Wednesday, January 9, 2008

It's the Corn

I'd say that awareness of grass-fed beef must have reached a new peak when the former head of the CIA, R. James Woolsey, writes an op-ed in the Washington Post (reprinted in the Star Tribune as "$100-a-barrel oil: It's the cows") pointing out the absurdity of our corn-based farm system.

Edit: I should have said the absurdity of "part of" our corn-based farm system. Thanks to Jacob for pointing this out.

As Woolsey writes, feeding cattle with corn -- a type of food they are not able to digest correctly -- makes them sick, leading to the widespread use of antibiotics on farms. Which of course leads to the types of antibiotic resistance we've all been reading about in the press.

Woolsey uses his piece to propose the idea that the corn we're feeding to cattle could be used instead to produce ethanol, leaving the cattle to feed on grass.

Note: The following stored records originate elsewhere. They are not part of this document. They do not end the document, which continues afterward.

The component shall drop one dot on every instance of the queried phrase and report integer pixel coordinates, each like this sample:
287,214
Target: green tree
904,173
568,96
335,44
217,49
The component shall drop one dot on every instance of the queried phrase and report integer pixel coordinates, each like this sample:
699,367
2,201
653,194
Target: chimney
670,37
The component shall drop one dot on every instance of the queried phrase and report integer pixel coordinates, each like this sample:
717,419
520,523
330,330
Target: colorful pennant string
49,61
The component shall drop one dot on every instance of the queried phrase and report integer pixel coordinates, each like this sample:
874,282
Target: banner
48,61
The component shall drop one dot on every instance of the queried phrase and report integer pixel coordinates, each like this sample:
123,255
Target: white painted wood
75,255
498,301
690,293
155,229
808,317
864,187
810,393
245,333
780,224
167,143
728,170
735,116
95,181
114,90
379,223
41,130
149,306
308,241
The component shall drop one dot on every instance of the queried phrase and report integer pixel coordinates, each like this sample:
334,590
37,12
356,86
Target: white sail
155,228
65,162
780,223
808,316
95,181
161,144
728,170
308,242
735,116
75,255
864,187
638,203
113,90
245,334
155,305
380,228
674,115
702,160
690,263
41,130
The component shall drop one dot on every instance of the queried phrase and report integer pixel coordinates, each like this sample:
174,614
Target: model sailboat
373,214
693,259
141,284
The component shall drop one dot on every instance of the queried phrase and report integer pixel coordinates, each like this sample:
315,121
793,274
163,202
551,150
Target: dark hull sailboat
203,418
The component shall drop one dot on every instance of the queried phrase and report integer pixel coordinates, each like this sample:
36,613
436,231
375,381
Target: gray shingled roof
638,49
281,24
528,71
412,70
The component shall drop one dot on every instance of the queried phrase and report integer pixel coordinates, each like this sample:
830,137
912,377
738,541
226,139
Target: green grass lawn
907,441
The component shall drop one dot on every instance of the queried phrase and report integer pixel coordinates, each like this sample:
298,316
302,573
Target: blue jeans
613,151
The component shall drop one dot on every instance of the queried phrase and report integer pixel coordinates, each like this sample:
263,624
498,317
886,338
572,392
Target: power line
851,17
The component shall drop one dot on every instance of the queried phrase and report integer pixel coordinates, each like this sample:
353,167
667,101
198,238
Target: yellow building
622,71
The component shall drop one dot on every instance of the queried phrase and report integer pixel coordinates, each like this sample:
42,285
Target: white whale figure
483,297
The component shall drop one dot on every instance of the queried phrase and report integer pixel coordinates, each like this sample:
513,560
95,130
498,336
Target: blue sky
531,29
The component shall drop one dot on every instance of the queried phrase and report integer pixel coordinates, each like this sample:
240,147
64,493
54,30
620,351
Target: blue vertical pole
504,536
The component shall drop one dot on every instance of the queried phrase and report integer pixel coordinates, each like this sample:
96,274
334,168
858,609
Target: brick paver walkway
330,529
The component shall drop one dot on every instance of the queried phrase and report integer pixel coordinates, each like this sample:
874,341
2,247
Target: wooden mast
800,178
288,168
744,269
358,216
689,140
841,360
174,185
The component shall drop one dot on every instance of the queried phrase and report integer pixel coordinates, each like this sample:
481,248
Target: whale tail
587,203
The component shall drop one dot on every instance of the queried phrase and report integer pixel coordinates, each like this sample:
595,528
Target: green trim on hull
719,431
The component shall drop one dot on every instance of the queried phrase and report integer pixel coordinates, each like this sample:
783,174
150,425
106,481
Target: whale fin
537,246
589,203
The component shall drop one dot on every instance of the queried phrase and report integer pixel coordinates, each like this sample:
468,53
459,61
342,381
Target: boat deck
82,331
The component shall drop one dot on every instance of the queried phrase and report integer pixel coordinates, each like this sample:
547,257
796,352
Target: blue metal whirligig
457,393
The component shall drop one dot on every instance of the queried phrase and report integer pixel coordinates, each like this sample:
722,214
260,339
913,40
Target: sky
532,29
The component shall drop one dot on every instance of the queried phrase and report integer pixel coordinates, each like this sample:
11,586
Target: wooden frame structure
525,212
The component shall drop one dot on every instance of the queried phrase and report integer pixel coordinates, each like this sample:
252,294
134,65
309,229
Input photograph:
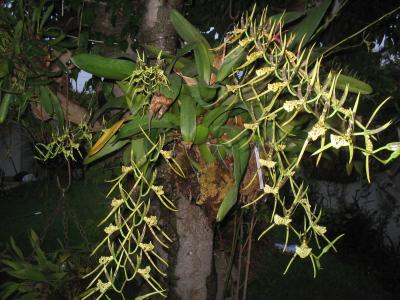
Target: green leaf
241,156
174,87
46,16
4,68
287,17
190,34
18,36
227,204
4,106
231,61
167,121
57,108
309,24
188,118
111,146
355,85
45,100
100,66
201,134
206,154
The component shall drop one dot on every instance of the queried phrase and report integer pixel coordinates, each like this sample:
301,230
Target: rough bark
156,29
191,264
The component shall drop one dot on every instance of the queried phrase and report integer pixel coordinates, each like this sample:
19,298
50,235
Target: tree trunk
191,261
156,29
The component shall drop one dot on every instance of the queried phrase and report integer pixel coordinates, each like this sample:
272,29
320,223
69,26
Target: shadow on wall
379,199
16,156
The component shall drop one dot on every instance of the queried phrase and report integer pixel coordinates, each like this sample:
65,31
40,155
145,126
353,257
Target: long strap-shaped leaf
190,34
241,156
306,28
97,65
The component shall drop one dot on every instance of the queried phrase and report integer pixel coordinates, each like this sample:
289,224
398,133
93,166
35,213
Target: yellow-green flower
145,272
303,251
320,230
151,221
146,247
339,141
278,220
290,105
103,286
264,71
167,154
116,202
103,260
110,229
276,86
254,55
126,169
158,189
317,130
270,190
251,126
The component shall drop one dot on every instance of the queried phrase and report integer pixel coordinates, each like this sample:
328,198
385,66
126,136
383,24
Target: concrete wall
381,196
15,150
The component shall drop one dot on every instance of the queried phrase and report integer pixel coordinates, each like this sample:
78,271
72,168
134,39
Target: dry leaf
217,63
188,80
159,105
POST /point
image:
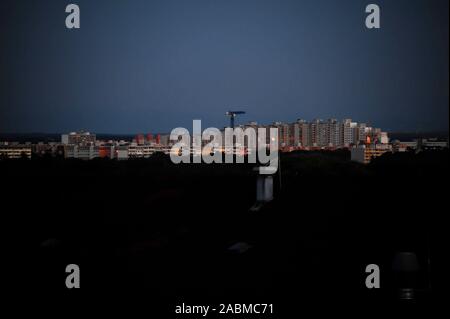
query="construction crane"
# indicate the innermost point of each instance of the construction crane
(232, 115)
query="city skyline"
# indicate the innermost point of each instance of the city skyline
(159, 65)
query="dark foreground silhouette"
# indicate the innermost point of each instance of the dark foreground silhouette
(158, 234)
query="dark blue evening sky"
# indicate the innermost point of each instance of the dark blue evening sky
(152, 65)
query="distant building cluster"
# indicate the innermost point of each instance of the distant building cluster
(364, 142)
(330, 134)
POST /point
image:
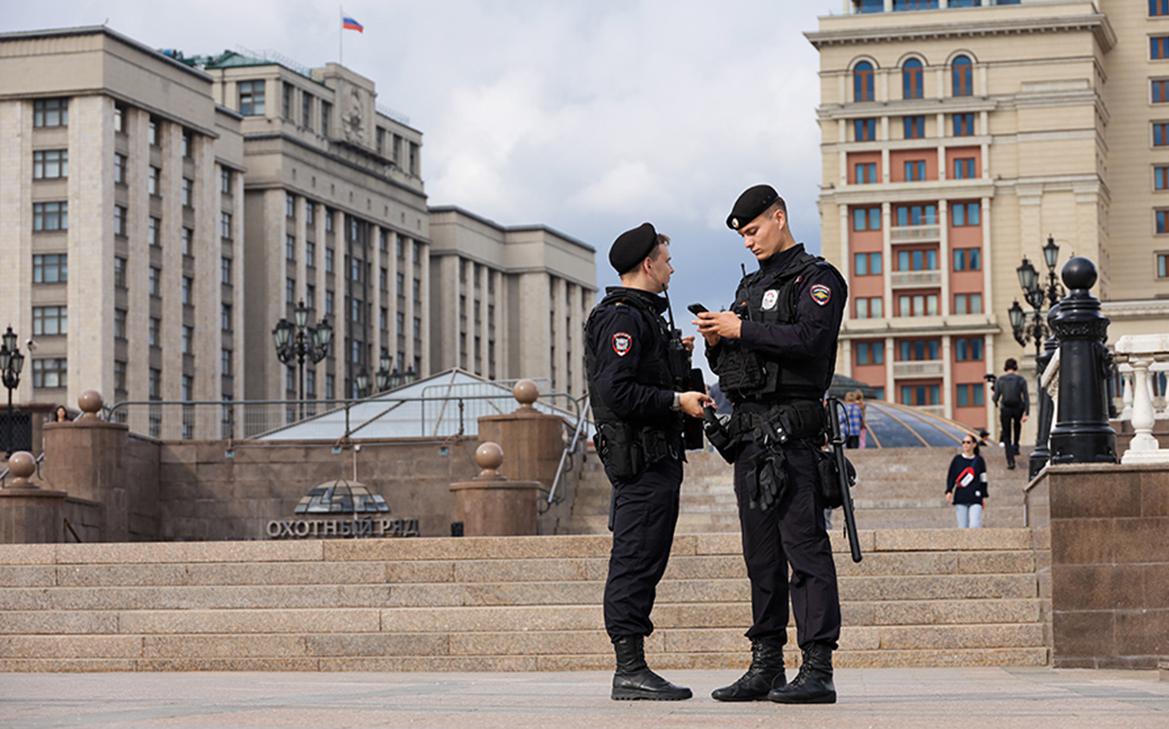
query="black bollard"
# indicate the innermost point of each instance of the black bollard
(1043, 402)
(1081, 432)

The fact that he wrote it as a dialog among members of OPEC and their K Street lobbyist only made it all the better.

2 comments:

Unknown said...

"pointing out the absurdity of our corn-based farm system"

He was advocating using the corn for expanded ethanol production. That hardly seems like he was calling a corn based farming system absurd.

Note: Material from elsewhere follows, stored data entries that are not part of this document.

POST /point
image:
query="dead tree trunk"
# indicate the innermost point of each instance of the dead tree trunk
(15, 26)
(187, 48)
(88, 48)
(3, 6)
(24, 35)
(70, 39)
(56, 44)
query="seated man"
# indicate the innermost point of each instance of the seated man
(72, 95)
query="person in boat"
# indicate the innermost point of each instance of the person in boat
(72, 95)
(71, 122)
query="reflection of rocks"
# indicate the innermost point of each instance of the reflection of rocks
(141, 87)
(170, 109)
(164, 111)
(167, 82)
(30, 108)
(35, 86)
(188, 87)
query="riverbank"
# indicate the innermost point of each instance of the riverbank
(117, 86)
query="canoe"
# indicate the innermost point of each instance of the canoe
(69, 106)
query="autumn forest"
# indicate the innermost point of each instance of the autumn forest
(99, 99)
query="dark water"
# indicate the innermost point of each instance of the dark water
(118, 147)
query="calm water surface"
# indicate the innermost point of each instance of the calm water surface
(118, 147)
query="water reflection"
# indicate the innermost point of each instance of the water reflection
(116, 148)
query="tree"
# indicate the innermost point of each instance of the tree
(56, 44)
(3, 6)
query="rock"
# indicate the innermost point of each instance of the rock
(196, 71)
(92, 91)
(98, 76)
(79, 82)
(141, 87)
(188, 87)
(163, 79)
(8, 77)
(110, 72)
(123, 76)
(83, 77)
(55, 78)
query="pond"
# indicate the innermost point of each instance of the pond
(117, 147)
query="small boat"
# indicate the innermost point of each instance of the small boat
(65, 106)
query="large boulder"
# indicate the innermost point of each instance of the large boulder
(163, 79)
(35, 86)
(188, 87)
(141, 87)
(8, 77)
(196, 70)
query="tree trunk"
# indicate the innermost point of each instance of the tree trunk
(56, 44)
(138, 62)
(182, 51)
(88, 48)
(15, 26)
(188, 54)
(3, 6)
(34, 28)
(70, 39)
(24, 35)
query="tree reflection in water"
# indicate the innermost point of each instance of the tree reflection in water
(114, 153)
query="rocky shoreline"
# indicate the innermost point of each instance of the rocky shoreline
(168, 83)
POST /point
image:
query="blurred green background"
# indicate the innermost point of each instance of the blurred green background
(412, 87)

Daughter Number Three said...

Jacob,

It would better for me to have said that he is pointing out the absurdity of part of our corn-based farm system...the part that feeds corn to cows.

I would think it would be better to get rid of the corn altogether and create systems for cellulosic ethanol from plants that don't require the energy inputs of corn. But since there would need to be some sort of transition from the current system for all the farmers who are set up to grow corn, Woolsey's suggestion made some sense to me at least during that period.